Nepal and India seem to be locked in a strange conflict of sorts.
Ties between the two nations have been somewhat strained in recent days, with Nepal having passed a Constitutional Amendment to redraw its political map and incorporate three strategically important area that India calls its own. For its part, India has termed that "artificial enlargement" as being "untenable".
There had also been an incident at the border wherein one person from Bihar had been killed and two others injured after a confrontation with the Nepal police took a violent turn.
And while it has been a couple of months since this incident, the discontent continues to simmer. Towards the end of June, Prime Minister KP Sharma Oli had made a cryptic reference to India while alleging that efforts were being made to oust him from office. More recently, there have been comments and counter comments pertaining to religious and spiritual leaders.
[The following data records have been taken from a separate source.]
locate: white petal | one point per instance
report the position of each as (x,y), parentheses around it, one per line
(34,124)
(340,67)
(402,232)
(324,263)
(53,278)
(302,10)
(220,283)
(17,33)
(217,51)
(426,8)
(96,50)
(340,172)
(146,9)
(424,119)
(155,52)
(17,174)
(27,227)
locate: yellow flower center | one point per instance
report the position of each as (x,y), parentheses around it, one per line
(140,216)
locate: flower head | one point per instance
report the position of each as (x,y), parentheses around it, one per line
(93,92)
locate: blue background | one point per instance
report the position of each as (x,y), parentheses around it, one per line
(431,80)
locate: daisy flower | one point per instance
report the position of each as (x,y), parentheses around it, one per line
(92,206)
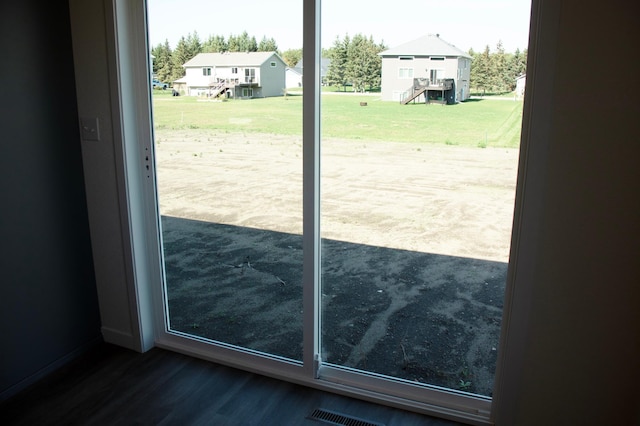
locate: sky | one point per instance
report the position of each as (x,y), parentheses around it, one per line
(463,23)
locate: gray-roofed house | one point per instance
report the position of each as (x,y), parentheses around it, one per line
(234,74)
(427,69)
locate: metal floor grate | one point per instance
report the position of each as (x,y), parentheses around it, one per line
(333,418)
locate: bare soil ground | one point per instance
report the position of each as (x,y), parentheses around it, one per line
(414,255)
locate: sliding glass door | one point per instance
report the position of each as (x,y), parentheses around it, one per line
(350,218)
(229,172)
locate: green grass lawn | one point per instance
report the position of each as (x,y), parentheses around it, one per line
(477,123)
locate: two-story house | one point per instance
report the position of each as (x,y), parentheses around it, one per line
(426,69)
(233,75)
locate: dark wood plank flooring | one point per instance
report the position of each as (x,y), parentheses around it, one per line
(114,386)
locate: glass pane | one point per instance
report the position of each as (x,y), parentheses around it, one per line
(229,161)
(417,196)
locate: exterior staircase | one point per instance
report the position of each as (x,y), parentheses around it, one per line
(218,89)
(424,86)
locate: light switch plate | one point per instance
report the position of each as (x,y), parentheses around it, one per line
(89,129)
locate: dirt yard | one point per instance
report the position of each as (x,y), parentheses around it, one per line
(414,255)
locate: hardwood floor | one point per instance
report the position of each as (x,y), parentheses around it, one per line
(115,386)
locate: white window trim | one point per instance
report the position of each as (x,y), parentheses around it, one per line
(408,70)
(128,63)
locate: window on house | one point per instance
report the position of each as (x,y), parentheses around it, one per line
(401,298)
(249,75)
(436,75)
(405,72)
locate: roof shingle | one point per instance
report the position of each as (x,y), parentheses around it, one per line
(429,45)
(242,59)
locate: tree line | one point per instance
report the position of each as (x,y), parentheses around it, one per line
(355,60)
(496,72)
(167,62)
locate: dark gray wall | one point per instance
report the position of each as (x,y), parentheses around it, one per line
(48,302)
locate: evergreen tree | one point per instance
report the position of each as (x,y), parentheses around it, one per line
(162,62)
(337,72)
(502,78)
(246,43)
(215,44)
(364,65)
(193,44)
(292,56)
(267,45)
(233,43)
(179,57)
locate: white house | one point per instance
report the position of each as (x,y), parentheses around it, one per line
(293,77)
(233,74)
(425,69)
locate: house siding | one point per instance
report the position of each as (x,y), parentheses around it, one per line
(393,86)
(273,79)
(268,81)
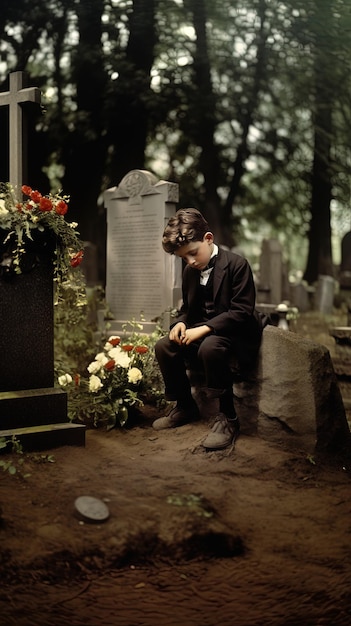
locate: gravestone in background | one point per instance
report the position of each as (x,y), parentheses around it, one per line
(141,279)
(270,287)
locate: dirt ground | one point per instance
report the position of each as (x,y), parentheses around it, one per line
(259,534)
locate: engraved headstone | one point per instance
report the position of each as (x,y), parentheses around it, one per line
(90,509)
(141,279)
(270,287)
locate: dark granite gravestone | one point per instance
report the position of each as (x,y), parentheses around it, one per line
(31,408)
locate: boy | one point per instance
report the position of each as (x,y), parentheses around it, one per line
(217,321)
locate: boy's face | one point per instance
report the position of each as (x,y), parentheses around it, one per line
(197,253)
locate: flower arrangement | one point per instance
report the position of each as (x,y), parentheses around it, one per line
(121,377)
(20,220)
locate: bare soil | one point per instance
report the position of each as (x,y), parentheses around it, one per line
(259,534)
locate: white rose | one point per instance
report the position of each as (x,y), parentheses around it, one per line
(3,209)
(120,357)
(64,380)
(94,383)
(134,375)
(102,358)
(94,367)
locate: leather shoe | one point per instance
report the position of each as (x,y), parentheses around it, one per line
(176,417)
(224,432)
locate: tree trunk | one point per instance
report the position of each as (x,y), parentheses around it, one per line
(320,251)
(129,117)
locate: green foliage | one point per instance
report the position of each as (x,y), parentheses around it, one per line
(14,465)
(106,378)
(9,465)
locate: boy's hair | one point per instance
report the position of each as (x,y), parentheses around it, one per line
(185,226)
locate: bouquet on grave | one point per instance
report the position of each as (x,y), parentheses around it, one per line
(38,218)
(121,378)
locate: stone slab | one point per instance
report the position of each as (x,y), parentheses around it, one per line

In July, days after asserting Lipulekh, Kalapani and Limpiyadhura belonged to Nepal, Oli said that Ayodhya lies in Nepal and that Lord Ram was a Nepali. With many incensed by the comments, the Foreign Affairs Ministry soon released a statement saying that the comments "are not linked to any political subject and have no intention at all to hurt the feeling and sentiment of anyone".
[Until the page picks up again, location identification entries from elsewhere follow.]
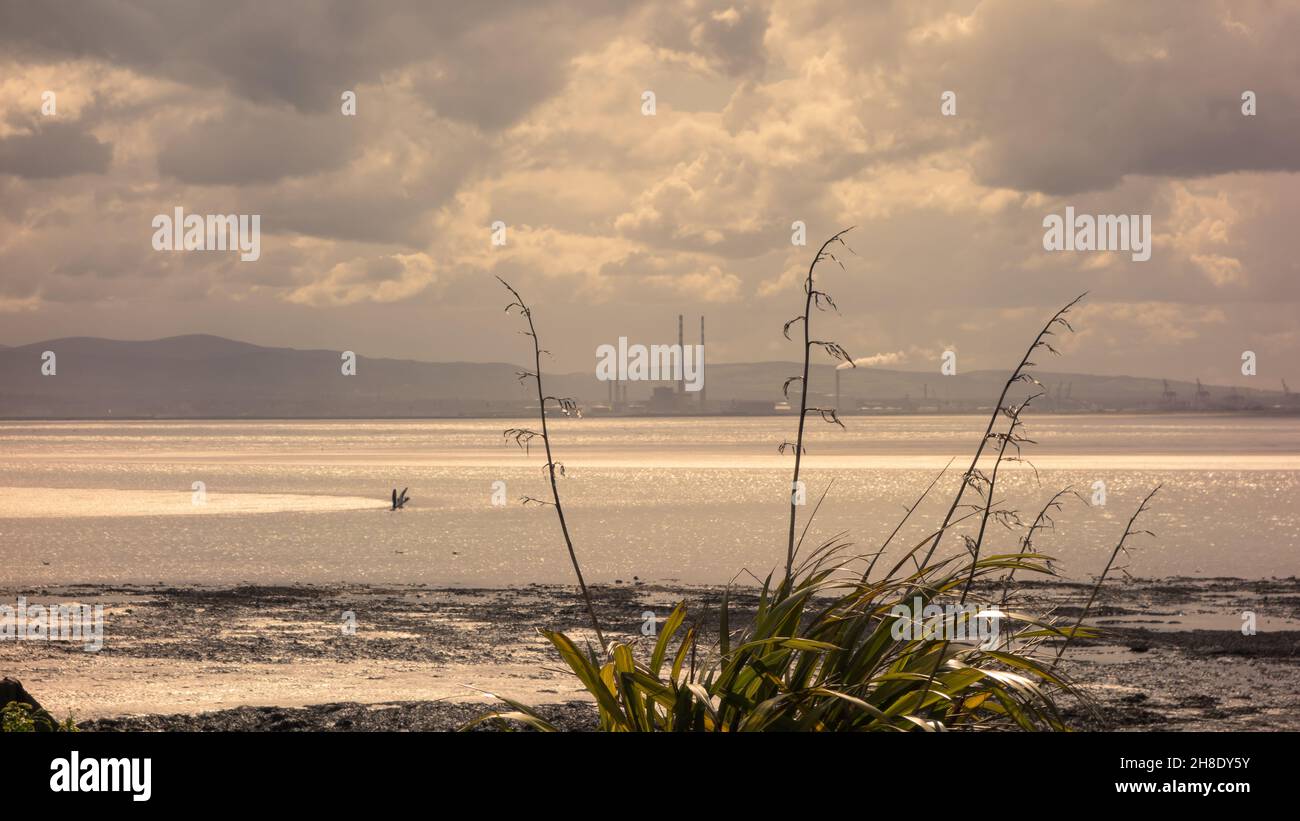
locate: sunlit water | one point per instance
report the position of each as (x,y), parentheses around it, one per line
(687,499)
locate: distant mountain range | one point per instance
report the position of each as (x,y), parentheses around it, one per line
(211,377)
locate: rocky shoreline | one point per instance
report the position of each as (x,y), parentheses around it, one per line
(415,657)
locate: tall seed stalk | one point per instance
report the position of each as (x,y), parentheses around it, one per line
(1114,554)
(523,435)
(811,298)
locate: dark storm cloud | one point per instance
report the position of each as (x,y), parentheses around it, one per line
(53,150)
(1071,98)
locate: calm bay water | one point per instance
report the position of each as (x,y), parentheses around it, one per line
(671,499)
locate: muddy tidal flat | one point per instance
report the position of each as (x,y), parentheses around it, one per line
(1173,655)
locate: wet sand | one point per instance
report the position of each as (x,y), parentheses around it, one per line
(1173,656)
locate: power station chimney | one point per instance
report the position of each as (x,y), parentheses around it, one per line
(701,360)
(681,353)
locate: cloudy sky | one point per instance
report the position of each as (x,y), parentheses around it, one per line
(376,227)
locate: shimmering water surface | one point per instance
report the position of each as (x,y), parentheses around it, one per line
(685,499)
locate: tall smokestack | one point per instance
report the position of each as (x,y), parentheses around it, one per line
(681,352)
(701,360)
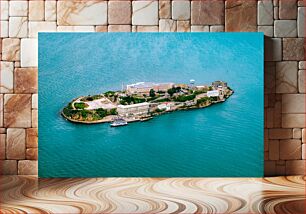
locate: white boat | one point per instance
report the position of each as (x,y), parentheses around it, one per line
(118,122)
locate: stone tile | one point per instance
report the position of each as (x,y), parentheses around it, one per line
(270,168)
(180,10)
(119,12)
(36,26)
(275,13)
(29,53)
(280,169)
(269,77)
(4,9)
(32,154)
(241,15)
(119,28)
(15,144)
(75,29)
(295,167)
(27,167)
(265,12)
(34,118)
(280,133)
(301,81)
(297,133)
(217,28)
(273,150)
(17,110)
(302,65)
(199,28)
(50,10)
(285,28)
(287,9)
(183,26)
(293,49)
(4,29)
(81,12)
(11,49)
(293,120)
(207,12)
(7,75)
(267,30)
(101,28)
(147,28)
(293,103)
(18,8)
(2,146)
(301,3)
(145,13)
(18,27)
(167,25)
(36,10)
(301,21)
(290,149)
(26,80)
(8,167)
(17,64)
(164,9)
(32,138)
(286,77)
(1,112)
(34,101)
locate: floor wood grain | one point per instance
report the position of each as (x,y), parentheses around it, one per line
(27,194)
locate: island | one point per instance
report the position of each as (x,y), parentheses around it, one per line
(144,100)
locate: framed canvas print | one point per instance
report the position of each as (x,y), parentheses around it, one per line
(151,105)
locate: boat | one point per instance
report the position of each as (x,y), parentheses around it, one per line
(143,119)
(118,122)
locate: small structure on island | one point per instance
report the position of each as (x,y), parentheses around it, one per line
(139,109)
(145,87)
(218,83)
(213,93)
(164,106)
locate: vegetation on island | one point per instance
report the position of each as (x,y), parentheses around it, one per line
(81,114)
(90,108)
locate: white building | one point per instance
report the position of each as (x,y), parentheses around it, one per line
(213,93)
(134,109)
(164,106)
(145,87)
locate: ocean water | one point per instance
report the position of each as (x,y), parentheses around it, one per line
(224,140)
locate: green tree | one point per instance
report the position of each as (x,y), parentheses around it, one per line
(152,92)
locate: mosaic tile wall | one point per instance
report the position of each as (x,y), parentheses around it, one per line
(282,21)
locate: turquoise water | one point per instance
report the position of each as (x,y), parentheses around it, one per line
(223,140)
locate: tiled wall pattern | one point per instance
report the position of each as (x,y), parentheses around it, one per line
(282,21)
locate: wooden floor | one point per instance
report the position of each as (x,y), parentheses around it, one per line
(139,195)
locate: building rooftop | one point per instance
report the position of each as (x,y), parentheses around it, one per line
(146,84)
(134,105)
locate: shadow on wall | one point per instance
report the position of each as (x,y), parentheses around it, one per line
(272,102)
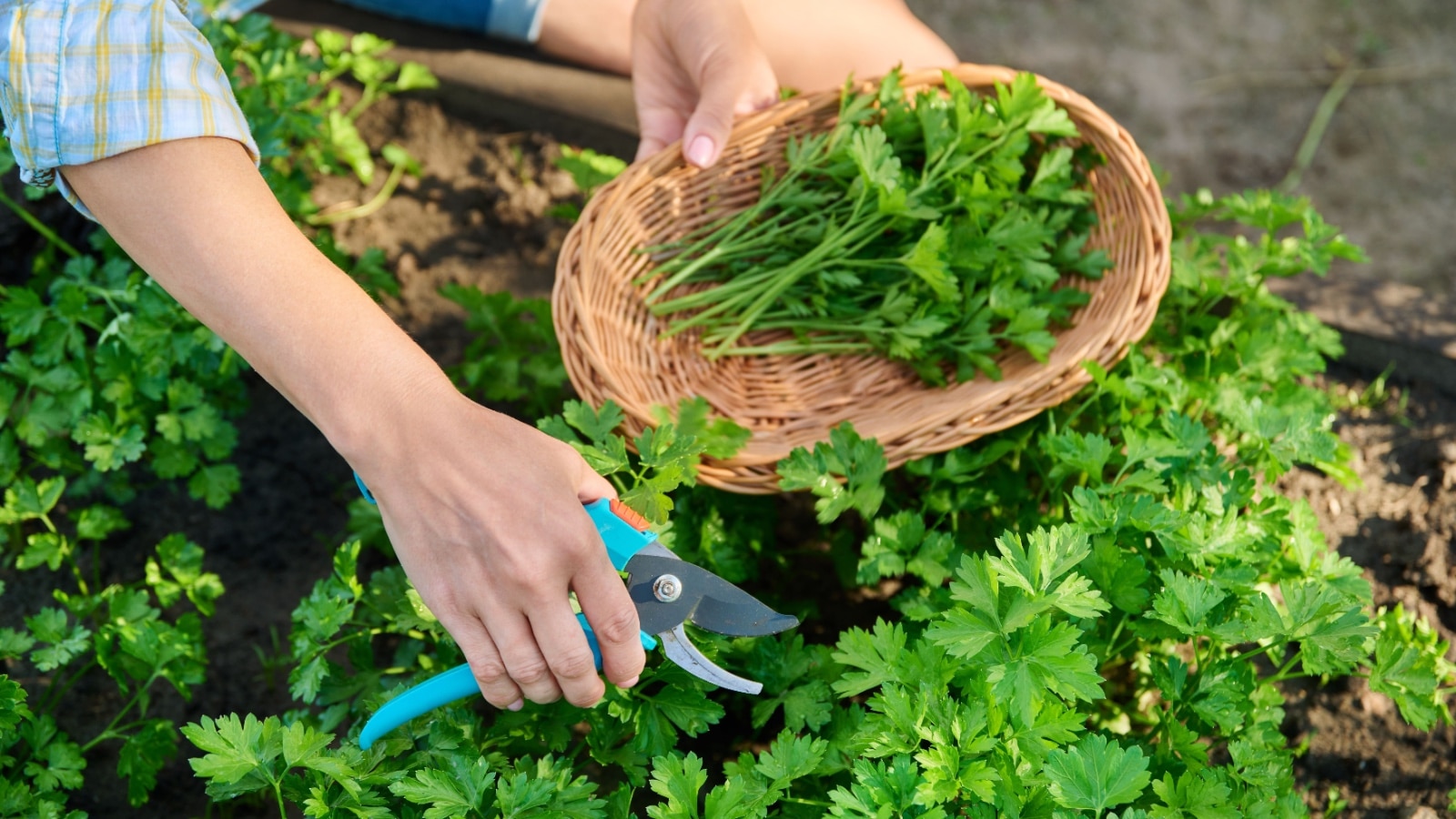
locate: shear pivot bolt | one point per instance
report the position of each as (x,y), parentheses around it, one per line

But this does not seem to have been a complete deterrent for the Prime Minister. On Sunday, a Hindustan Times report added that Oli had yet again reiterated his earlier comments, expressing conviction that Lord Ram had been born in Nepal's Ayodhyapuri.
Prime Minister KP Sharma Oli this week attempted to ignite a fresh row over Lord Ram’s birthplace, telling a delegation that he was convinced that Lord Ram was born in south Nepal’s Ayodhyapuri and not Uttar Pradesh’s Ayodhya. He made these comments to a delegation from Madi in Chitwan district on Saturday.
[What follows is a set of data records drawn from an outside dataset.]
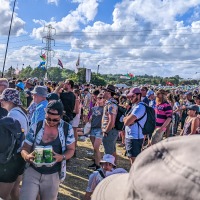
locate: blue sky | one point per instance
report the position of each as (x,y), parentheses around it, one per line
(139,36)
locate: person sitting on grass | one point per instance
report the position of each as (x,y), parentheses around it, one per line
(107,168)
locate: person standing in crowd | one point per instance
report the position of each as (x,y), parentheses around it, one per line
(3,85)
(107,168)
(189,101)
(29,87)
(45,180)
(96,132)
(10,100)
(144,95)
(110,134)
(39,97)
(86,104)
(22,94)
(133,131)
(191,124)
(151,98)
(68,99)
(163,116)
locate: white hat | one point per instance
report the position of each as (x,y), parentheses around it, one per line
(109,159)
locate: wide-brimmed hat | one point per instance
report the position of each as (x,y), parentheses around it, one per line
(109,159)
(40,91)
(30,81)
(110,88)
(134,91)
(11,95)
(159,172)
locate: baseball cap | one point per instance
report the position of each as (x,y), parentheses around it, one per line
(149,93)
(159,172)
(109,159)
(40,91)
(11,95)
(134,91)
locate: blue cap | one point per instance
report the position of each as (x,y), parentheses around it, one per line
(20,85)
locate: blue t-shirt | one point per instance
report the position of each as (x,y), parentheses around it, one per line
(135,131)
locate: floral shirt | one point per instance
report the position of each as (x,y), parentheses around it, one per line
(33,140)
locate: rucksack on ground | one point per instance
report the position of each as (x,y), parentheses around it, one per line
(11,139)
(150,123)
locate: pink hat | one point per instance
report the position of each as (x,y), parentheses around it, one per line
(134,91)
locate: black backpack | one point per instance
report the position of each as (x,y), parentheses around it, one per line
(119,124)
(150,123)
(11,139)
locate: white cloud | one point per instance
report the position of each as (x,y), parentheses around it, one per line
(5,17)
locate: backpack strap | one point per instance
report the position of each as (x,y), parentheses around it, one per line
(39,126)
(101,173)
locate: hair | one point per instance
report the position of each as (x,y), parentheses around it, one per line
(71,83)
(55,105)
(96,92)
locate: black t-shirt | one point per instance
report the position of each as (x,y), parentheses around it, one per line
(68,100)
(3,112)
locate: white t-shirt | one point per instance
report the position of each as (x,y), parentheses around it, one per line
(17,114)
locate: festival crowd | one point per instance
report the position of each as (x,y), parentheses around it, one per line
(157,127)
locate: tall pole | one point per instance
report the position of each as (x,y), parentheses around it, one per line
(4,62)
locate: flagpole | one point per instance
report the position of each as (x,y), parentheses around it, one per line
(4,62)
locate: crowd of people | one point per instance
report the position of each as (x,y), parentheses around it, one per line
(52,114)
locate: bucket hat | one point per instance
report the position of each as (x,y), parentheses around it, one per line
(11,95)
(40,91)
(159,172)
(109,159)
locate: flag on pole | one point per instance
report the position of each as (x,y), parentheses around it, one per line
(60,63)
(78,61)
(43,57)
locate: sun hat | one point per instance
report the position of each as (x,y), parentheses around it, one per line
(20,85)
(110,88)
(30,81)
(40,91)
(109,159)
(134,91)
(149,93)
(159,172)
(52,96)
(11,95)
(194,108)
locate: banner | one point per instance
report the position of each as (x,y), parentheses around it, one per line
(88,75)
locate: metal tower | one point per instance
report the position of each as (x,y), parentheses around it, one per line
(48,40)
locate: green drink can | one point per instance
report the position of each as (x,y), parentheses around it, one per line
(39,154)
(48,154)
Now, on Sunday, the debate shifted to another religious figure, Gautam Buddha. The Nepal Foreign Ministry issued an official statement clarifying that it was a "well-established and undeniable fact proven by historical and archaeological evidence" that Gautam Buddha had been born in Nepal's Lumbini.
The Nepal government said that it was reacting to a recent statement made by External Affairs Minister of India, Subrahmanyam Jaishankar. "It is true that Buddhism spread from Nepal to other parts of the world in the subsequent period. The matter remains beyond doubt and controversy and thus cannot be a subject of debate. The entire international community is aware of this."
This in turn prompted the Indian Foreign Ministry to issue a statement saying that Jaishankar's remarks had referred to the shared Buddhist heritage of the two countries. "There is no doubt that Gautam Buddha was born in Lumbini, which is in Nepal," the body said.